Гиббон взглянул на детей и потом сказал:
— Только будь осторожен.
Мартин и Лоханн тотчас же ушли, и Гиббон вновь заговорил:
— Мы отправимся в Камбрун сразу после того, как поедим. Задерживаться здесь опасно. Вы способны есть обычную пищу?
— Да, конечно, — ответила Элис и тут же мысленно добавила: «Хотя тот голод, самый сильный и мучительный голод, обычной едой не утолить».
Гиббон внимательно посмотрел на нее, потом кивнул:
— Что ж, вот и хорошо. А вы переносите солнечный свет?
— Только утром и на закате. А днем — когда небо затянуто тучами. Но в полдень, когда солнце высоко, мы должны прятаться. Это самое опасное время для нас всех. И еще… У всех у нас есть эти проклятые клыки. И слышим мы гораздо лучше, чем другие. К тому же мы быстрее бегаем, а наши раны заживают быстрее, чем у обычных смертных. И если моя бабушка не врала насчет того, когда родилась моя мать, то получается, что мы стареем не так быстро, как все прочие. Моей маме было пятьдесят, когда ее убили, но выглядела она ничуть не старше, чем я сейчас. — Элис едва заметно улыбнулась, когда Гиббон взглянул на нее вопросительно. — Мне двадцать два, — добавила она.
— А это твой сын? — спросил Гиббон, кивнув на мальчика, сидевшего у нее на коленях.
— Да, Донн мой сын. Ему сейчас четыре года, и за свою короткую жизнь он научился лишь прятаться и убегать. Не о такой жизни я мечтала для своего ребенка, но по крайней мере все они — все четверо — до сих пор еще живы.
— А твой муж?
Элис посмотрела Гиббону прямо в глаза, надеясь, что он поймет то, чего она не хотела говорить при детях.
— У меня никогда не было мужа, — ответила она наконец. — И любовника тоже.

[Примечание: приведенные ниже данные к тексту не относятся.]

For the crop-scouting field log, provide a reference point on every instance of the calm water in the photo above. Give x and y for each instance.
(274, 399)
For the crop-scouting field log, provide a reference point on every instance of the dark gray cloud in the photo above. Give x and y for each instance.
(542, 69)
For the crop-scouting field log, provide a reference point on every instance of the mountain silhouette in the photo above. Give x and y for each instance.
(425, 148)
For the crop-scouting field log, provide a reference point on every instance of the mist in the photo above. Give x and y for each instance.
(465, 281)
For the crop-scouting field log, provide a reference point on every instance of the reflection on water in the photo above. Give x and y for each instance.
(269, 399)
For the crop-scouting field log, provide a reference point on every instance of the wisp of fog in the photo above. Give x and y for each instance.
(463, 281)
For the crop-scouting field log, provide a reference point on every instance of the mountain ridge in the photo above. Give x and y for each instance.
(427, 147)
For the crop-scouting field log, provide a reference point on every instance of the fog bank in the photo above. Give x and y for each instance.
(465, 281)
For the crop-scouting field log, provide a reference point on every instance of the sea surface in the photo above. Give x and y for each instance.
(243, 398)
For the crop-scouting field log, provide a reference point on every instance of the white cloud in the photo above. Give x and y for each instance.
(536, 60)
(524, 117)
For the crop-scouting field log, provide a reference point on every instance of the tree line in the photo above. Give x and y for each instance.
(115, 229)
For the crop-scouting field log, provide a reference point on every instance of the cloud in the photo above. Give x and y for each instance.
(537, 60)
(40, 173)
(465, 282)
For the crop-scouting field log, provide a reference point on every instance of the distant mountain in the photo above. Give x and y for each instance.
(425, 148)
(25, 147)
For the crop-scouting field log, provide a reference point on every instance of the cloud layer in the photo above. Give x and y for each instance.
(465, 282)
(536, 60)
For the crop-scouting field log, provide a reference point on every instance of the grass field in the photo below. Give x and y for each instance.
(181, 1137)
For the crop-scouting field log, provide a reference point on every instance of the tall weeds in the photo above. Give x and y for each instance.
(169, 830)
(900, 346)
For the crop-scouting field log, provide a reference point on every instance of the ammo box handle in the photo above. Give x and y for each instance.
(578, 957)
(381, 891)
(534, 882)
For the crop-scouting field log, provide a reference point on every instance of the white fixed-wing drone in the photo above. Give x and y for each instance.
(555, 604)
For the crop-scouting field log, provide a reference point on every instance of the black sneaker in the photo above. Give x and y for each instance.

Гиббон видел ярость и горе в ее глазах, казавшихся сейчас, в свете костра, коричневато- золотистыми. И он понял, что она имела в виду. Донн был зачат от насилия и унижения. Гиббону вдруг ужасно захотелось разыскать негодяя, растоптавшего честь этой женщины, разыскать и заставить его страдать. Он тут же сказал себе, что разозлился так только потому, что всегда презирал мужчин, способных надругаться над женщиной, но внутренний голос говорил ему совсем иное. Эта грязная и истощенная женщина заставляла его чувствовать какое-то странное беспокойство, и Гиббон не знал, что это могло означать и к чему могло привести.
Эгоизм и безразличие предков, их жестокий произвол — все это стало проклятием для многих Макноктонов. Элис сказала, что мать ее убили. Гиббон не нашел в себе сил спросить, как именно была убита ее мать. Кровь Макноктонов перешла к Элис от матери, и из-за этой крови, сделавшей ее другой, не такой, среди которых ей пришлось жить, она и стала несчастной. В том мире, где жила Элис, царили опасные суеверия, заставлявшие людей видеть угрозу в тех, кто чем-то от них отличался. Гиббону не хотелось даже думать о том, скольких еще братьев и сестер по крови постигла та же незавидная участь, но не думать об этом он не мог — особенно сейчас, когда смотрел на несчастную женщину с четырьмя детьми. И конечно же, все эти дети пережили утрату своих близких.
«Следует как можно быстрее выполнить приказ вождя, — сказал себе Гиббон. — Надо собрать всех Заблудших и обязательно вернуть их в лоно клана».
Стараясь обуздать свои чувства, Гиббон проговорил:
— Не беспокойся, милая, в Камбруне твоего мальчика окружат заботой и любовью — как и всех этих детей. Да, не сомневайся, так и будет. Теперь, когда мы осознали, что наш клан на грани вымирания, каждый ребенок, в котором есть хоть капля крови Макноктонов, — настоящий дар для нас, знак того, что наш род будет продолжен, что судьбой нам не назначено растаять, словно утренний туман.
— А может, лучше все-таки растаять… — со вздохом пробормотала Элис.
— Нет-нет, не говори так. Ведь мы не демоны и не проклятые. Мы всего лишь… иная порода людей. Но Чужаки не хотят этого понимать, и поэтому мы с таким упорством ищем всех потомков Макноктонов.
Тут Гиббон рассказал немного о Калланах, о клане, откуда родом его мать, которая, как она заявляла, вела свой род от кельтских волшебников, способных принимать разные обличья.